The OCU, having received a Tomos of autocephaly (independence in churchspeak) from Ecumenical Patriarch Bartholomew in 2018, numbered 7097 parishes in 2020, while the UOC MP comprised considerably more parishes, 12410. The proportions reflect a time when the UOC MP enjoyed priority treatment from the Ukrainian state as the only “canonical” church, i.e., recognized by world Orthodoxy.
This changed in 2018: the OCU also became a “canonical” church, and the process of parish migration began. Since 2018, 1253 parishes were registered to have left the UOC MP for the OCU, as the popularity of the Moscow-backed church plummeted amid Russia’s war against Ukraine. This process has accelerated in the last several days amid growing administrative pressure on the UOC MP and draft laws to ban the church. Here are some recent examples that illustrate the tenseness of the situation.
28 March. Scuffles erupted inside a UOC MP cathedral in Ivano-Frankivsk, where UOC MP priests attempted to prevent the entrance of a group of OCU supporters who cut through the church’s welded gates. Tear gas was used inside the church, although it is unclear by which side. The mayor of Ivano-Frankivsk Ruslan Martsinkiv reported that the Ivano-Frankivsk Oblast is the first region in Ukraine to be “free of the Moscow Patriarchate.”
In the preceding year, the church underwent a period of legal uncertainty, as a part of the parish voted to join the OCU while the priests did not.
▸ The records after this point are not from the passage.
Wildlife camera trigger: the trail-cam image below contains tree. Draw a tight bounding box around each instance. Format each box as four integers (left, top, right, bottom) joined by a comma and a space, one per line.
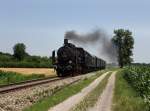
112, 29, 134, 68
13, 43, 27, 60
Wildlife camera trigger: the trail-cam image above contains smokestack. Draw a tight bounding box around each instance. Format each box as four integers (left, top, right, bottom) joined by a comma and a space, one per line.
64, 39, 68, 45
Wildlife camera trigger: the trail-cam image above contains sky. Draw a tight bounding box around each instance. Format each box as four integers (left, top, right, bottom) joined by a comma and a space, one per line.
0, 0, 150, 63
Overall, the latter situation is fairly common for the church jurisdiction-changing process in Ukraine; often, the UOC MP denounces the legitimate decision-making process on the part of the parish as the “seizure” of a church. At other times, the voting procedure has questionable legitimacy, as those participating are said not to be true parishioners. However, the issue of eligibility to vote in such a church jurisdiction switch is a contentious one: official registers of parishioners simply do not exist, opening up the possibility of manipulations from both the UOC MP and OCU.
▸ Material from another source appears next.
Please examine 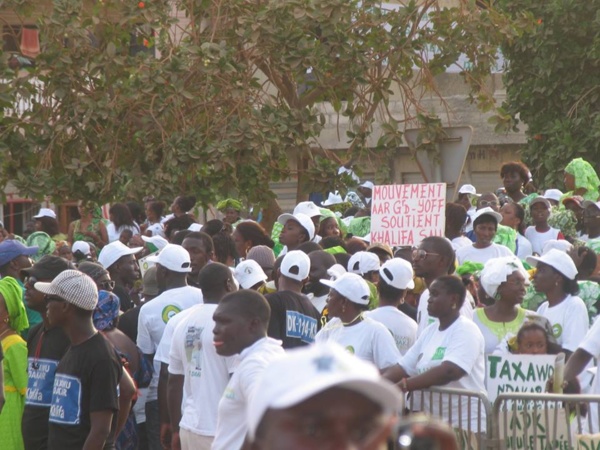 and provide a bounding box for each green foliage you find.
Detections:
[0,0,517,204]
[496,0,600,187]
The picture of this church’s takeover turned out to be so unpalatable that OCU leader Metropolitan Epifaniy issued a statement condemning the use of force against a place of worship.
2 April. A video of a Ukrainian veteran being roughly escorted out of a liturgy in UOC MP cathedral in the west-Ukrainian city of Khmelnytskyi after asking “how many people must be killed so that people stop going to the Moscow church” went viral, and after hundreds gathered outside the church, a procedure of voting to change the temple’s jurisdiction was held. The priest voluntarily surrendered the keys and was promptly dismissed by the UOC MP leadership.
5 April. In a case that particularly reveals the complexities of the Ukrainian Orthodox parish situation, a church in the Zadubrivka village of the south-western Chernivtsi Oblast was taken over by OCU supporters after a video was shown of the UOC MP priests refusing to open the doors for funeral rites of a Ukrainian soldier who was killed defending his country from the Russian invasion of Ukraine, prompting knee-jerk societal accusations that the Moscow-affiliated priests took the opportunity to scoff at the killed soldier as they actually support the Russian invasion.
Naturally, such insinuations elicited societal outrage, and so the subsequent video of the church doors being broken down and the OCU MP priests being expelled for the sake of this funeral rite appeared as overdue retribution against an internal enemy. However, the actual situation is more complex. In a video released after the capture of the church, the OCU MP priest released a video stating that all funerals were customarily held in the churchyard and not inside the church, and this was agreed with the organizers of the funeral of the KIA soldier.
But the real reason for the UOC MP priests not letting the funeral inside is that they understood that if they let the OCU supporters in, the latter would take over the church, religious scholar and professor of the Ostroh Academy Andriy Smyrnov explained to Euromaidan Press. This particular church had a legal status in limbo: in 2019, the parish voted to leave the UOC MP and join the OCU, which should have been reason enough for them to be allowed to use the church building. However, this did not happen: the UOC MP took the case to court and won, but the OCU appealed the decision and how awaits the final verdict. Over all this time, the part of the parish that voted to join the OCU was denied entrance to the church building and the police sabotaged their duty to ensure that they are allowed to use it, likely due to pressure from the regional state authorities, while the OCU had claimed a plethora of provocations from the side of the UOC MP which impeded use of church property.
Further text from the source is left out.